Empire and Honor (Honor Bound 7)
Page 248
Well, maybe I am. That’s what it looks like.
Why the hell did I open this bag of worms?
“If you ‘turned in your wings’ in the Luftwaffe,” von und zu Aschenburg went on, “you were assigned to a penal battalion. You went to the front as a rifleman, and you stayed there until you were killed. If you were wounded, when you got out of the hospital, you went back to the penal battalion. The people I’m talking about knew this, so they kept flying.”
Jimmy shook his head.
“What I’m saying, Jimmy, is they didn’t have a choice. Be glad you did.”
“Even if it brings my yellow streak out in the open?”
“I don’t think you’re a coward, and I don’t think Clete does, either. Trying to stay alive isn’t cowardice. It’s common sense. Be glad you had the choice—and the courage to make it. Walking into suicide isn’t bravery . . . it’s stupidity.”
“Hey! Hey!” Clete said, suddenly and excitedly. “Look at this!”
They looked where he was pointing.
On the road ahead, half a dozen gendarmes armed with Mauser submachine guns were leading at least that many men—dressed in military field clothing, their hands locked at the back of their necks—toward a canvas-roofed gendarmerie truck.
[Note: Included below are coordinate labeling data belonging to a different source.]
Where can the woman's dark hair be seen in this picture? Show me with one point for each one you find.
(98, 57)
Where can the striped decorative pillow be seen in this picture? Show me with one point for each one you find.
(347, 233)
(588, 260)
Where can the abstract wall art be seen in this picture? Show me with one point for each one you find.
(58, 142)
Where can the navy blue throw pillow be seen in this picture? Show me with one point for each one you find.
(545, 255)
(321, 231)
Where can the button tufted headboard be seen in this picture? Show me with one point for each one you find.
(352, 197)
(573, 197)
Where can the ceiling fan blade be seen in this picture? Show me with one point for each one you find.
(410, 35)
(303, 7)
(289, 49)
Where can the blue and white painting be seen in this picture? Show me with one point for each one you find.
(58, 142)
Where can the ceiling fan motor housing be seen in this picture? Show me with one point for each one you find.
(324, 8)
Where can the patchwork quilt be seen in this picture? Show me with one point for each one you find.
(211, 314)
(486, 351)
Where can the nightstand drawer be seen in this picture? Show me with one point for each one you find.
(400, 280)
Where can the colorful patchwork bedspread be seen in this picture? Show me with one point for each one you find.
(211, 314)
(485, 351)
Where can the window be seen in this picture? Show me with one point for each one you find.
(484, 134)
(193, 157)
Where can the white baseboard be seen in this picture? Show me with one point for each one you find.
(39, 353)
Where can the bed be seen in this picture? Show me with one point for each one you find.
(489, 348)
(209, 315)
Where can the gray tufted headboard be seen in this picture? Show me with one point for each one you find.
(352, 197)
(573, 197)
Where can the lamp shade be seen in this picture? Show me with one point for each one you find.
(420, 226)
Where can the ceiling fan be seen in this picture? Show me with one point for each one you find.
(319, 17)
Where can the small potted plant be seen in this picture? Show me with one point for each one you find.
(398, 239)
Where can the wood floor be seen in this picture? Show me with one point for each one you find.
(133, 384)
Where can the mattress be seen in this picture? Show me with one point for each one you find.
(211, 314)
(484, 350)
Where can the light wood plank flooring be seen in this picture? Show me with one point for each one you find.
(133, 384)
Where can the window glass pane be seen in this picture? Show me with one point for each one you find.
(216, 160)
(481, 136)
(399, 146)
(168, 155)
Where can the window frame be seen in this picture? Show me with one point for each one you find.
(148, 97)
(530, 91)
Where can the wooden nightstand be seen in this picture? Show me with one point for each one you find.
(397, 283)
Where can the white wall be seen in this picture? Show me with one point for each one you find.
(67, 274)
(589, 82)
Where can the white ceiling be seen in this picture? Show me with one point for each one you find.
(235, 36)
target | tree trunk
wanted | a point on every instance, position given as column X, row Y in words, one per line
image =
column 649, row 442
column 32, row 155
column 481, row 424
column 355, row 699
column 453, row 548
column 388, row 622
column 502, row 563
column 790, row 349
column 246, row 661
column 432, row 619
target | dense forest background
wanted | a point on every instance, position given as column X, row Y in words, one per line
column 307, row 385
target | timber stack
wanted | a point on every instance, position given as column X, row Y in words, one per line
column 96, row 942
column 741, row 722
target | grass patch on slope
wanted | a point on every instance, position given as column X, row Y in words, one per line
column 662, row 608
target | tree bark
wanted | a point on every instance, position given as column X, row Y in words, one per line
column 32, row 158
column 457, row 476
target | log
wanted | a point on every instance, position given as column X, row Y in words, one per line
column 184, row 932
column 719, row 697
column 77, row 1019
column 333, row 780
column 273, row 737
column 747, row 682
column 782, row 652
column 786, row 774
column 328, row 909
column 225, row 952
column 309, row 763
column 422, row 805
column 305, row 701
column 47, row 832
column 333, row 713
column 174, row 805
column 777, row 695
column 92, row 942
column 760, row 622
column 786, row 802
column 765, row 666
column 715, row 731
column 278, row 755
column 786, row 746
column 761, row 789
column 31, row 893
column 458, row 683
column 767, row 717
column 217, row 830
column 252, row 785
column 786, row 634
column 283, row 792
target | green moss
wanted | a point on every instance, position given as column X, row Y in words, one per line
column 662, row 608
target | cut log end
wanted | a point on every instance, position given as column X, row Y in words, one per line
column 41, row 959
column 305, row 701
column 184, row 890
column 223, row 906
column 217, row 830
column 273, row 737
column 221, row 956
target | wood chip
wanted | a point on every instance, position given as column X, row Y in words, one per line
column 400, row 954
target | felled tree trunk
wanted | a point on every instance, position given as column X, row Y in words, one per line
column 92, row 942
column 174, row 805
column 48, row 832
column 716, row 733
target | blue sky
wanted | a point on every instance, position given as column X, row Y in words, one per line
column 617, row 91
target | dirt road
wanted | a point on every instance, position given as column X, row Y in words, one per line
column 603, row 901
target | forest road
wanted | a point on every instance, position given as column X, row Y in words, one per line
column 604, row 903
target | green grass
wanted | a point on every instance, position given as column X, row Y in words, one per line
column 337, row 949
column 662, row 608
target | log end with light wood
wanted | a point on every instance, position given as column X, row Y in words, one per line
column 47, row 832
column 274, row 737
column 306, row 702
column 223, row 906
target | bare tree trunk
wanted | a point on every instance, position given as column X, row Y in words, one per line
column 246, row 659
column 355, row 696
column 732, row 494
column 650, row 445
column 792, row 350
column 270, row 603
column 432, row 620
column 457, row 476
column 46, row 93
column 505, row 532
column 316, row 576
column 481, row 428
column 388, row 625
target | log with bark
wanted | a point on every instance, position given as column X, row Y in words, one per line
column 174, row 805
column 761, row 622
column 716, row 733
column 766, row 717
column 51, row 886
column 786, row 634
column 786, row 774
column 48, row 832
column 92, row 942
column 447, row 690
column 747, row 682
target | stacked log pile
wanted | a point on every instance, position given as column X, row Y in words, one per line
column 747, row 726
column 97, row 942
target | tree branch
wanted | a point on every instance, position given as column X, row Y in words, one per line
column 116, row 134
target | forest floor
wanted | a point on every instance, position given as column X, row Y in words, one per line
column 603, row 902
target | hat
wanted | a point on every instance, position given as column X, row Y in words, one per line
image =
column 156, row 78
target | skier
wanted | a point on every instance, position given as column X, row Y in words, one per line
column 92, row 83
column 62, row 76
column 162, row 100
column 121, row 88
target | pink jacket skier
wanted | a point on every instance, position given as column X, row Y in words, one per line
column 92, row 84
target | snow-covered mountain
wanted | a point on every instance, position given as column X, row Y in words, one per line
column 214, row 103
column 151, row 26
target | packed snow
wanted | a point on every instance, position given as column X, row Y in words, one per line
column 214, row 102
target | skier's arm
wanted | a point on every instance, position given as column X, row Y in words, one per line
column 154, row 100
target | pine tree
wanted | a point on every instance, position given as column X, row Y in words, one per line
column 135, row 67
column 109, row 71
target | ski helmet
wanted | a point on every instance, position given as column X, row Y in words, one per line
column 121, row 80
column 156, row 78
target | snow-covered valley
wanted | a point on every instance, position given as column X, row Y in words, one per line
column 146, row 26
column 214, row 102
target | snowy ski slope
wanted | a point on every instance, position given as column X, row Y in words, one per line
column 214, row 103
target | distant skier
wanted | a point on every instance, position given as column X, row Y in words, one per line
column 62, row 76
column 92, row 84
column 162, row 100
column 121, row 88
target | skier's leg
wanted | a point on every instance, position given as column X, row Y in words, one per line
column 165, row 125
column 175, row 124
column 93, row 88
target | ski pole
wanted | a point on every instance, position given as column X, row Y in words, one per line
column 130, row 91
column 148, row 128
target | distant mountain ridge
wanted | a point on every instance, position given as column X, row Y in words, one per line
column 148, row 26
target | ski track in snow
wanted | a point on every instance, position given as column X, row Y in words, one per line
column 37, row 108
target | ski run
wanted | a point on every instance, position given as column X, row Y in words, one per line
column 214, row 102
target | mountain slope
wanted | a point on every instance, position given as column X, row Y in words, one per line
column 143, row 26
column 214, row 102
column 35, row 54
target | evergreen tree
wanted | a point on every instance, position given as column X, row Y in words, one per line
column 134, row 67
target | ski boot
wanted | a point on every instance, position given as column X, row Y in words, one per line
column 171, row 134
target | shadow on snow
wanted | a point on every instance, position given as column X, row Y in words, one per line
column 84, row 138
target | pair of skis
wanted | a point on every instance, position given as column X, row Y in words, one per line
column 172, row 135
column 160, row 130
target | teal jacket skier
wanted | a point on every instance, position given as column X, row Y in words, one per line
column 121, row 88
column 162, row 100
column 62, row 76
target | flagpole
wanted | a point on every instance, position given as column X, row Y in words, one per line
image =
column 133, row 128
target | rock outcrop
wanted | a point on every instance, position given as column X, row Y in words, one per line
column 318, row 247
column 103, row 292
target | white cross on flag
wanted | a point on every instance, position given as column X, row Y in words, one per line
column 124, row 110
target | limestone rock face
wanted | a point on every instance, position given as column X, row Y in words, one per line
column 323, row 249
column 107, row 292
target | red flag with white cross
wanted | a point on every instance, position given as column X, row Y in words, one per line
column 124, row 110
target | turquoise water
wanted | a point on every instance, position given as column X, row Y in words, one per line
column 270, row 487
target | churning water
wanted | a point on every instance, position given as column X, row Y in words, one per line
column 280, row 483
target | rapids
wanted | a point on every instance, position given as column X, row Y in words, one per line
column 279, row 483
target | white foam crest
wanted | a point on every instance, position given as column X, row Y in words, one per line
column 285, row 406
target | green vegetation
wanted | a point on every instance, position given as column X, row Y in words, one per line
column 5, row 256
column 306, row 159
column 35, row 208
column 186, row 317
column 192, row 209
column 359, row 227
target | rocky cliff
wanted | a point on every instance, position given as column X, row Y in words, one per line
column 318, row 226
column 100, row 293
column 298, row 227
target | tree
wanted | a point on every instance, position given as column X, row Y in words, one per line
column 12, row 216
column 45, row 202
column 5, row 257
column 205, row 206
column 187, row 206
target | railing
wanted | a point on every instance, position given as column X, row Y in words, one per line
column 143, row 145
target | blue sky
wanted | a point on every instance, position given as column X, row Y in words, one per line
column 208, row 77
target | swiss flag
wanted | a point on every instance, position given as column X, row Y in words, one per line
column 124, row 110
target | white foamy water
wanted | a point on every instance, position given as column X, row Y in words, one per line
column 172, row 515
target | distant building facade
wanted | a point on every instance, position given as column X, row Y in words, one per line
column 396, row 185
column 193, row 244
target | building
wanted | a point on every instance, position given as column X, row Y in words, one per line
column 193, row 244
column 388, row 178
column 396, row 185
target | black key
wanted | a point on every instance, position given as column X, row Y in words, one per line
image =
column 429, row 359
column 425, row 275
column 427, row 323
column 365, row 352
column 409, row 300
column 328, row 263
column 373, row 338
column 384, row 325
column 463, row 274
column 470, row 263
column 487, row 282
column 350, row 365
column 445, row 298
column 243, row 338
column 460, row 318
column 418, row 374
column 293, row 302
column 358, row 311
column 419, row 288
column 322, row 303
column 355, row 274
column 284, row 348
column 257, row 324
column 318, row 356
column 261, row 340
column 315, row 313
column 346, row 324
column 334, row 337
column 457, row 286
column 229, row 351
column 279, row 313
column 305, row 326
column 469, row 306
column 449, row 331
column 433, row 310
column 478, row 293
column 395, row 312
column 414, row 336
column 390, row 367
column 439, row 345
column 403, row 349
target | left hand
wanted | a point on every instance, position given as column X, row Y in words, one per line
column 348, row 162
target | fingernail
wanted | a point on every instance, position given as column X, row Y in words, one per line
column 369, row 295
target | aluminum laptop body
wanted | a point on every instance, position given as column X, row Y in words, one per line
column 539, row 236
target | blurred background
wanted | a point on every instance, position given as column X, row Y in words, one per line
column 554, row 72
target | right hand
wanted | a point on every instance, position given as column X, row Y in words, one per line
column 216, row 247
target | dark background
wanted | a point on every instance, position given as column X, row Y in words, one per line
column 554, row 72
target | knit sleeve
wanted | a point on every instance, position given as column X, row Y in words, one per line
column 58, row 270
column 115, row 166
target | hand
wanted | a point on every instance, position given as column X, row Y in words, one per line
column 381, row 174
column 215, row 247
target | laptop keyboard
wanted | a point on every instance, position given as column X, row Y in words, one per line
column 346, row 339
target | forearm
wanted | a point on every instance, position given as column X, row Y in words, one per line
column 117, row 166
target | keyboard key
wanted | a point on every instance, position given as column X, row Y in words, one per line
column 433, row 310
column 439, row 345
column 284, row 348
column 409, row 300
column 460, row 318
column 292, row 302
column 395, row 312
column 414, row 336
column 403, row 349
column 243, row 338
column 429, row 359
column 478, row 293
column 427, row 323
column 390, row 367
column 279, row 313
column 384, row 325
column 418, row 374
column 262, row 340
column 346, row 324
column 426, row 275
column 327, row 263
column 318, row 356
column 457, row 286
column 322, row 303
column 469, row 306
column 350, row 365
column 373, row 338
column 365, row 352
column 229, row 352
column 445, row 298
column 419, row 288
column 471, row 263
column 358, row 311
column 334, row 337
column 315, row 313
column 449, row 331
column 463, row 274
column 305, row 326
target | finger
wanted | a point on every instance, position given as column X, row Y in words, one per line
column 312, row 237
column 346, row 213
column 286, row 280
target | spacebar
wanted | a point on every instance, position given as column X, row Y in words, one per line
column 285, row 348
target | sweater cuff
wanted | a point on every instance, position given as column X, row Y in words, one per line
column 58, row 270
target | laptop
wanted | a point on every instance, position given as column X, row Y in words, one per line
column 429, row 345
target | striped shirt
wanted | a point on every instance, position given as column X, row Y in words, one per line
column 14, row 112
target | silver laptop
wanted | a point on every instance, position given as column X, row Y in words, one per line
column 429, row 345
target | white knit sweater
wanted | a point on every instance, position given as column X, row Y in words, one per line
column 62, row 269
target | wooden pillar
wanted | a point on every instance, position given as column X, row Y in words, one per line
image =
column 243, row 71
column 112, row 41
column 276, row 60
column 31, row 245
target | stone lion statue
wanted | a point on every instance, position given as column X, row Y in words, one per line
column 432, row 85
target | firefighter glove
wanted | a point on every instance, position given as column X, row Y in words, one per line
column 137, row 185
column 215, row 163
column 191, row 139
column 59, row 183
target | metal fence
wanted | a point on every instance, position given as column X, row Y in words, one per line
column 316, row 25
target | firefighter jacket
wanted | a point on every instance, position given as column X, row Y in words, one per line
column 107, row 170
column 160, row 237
“I would hazard the guess those are the people who have been surveilling us,” Clete said. “After we shoot our touch-and-gos, we’ll stop by the gendarmerie barracks in Mendoza and see what the gendarmes have found out about who they are. Five-to-one they’re from the Tenth Mountain, but you never know.”
[TWO]
El Plumerillo Airfield
Mendoza, Mendoza Province, Argentina
1025 21 October 1945
As they drove onto the airport, the Howell Petroleum Corporation Constellation was just lifting off. It flashed over them, retracted its landing gear, and went into a steep climb.
Clete Frade’s first reaction to this was to tell Dieter von und zu Aschenburg and Jimmy Cronley that the first problem in flying from Mendoza to Santiago de Chile was picking up enough altitude to get over the Andes.
“It’s not a problem in a Connie,” he said. “But when we started SAA with Lodestars, I was going to call it ATAA—Around and Through the Andes Airlines—because the Lodestars can’t make enough altitude to get over some of the mountains.”
Then he had a second thought, and said it aloud: “They should have been out of here before this. Siggie must have had trouble installing the Collins 7.2.”
—
They found Master Sergeant Siggie Stein in Hangar Two, and he apologized for taking so long to install the Collins radio.
“That happens, Colonel,” he
said.
“Well, they’re on their way to Santiago,” Frade said. “What are you doing in here?”
Stein pointed to a Lodestar painted in the SAA color scheme.
“That’s not working, either. The plane’s more badly shot up than we thought.”
Cronley realized that the Lodestar was the one in which Frade had flown Perón from Buenos Aires. When he looked closer he saw bullet holes in the fuselage.
“The mechanics were able to fix the hydraulics,” Stein explained, “and there was no damage to the engines. But the radios—you have zero radios. . . .”
“They were working when I landed,” Frade protested.
“They aren’t now, Colonel,” Stein said. “And they can’t replace the shot-out windows or patch the bullet holes here. That’ll have to be done in Buenos Aires, which means that this is going to have to be flown there, which means, since it doesn’t have any navigation equipment—except for a magnetic compass—that it will have to be shepherded there by another airplane—another Lodestar—that does have working navigation equipment.”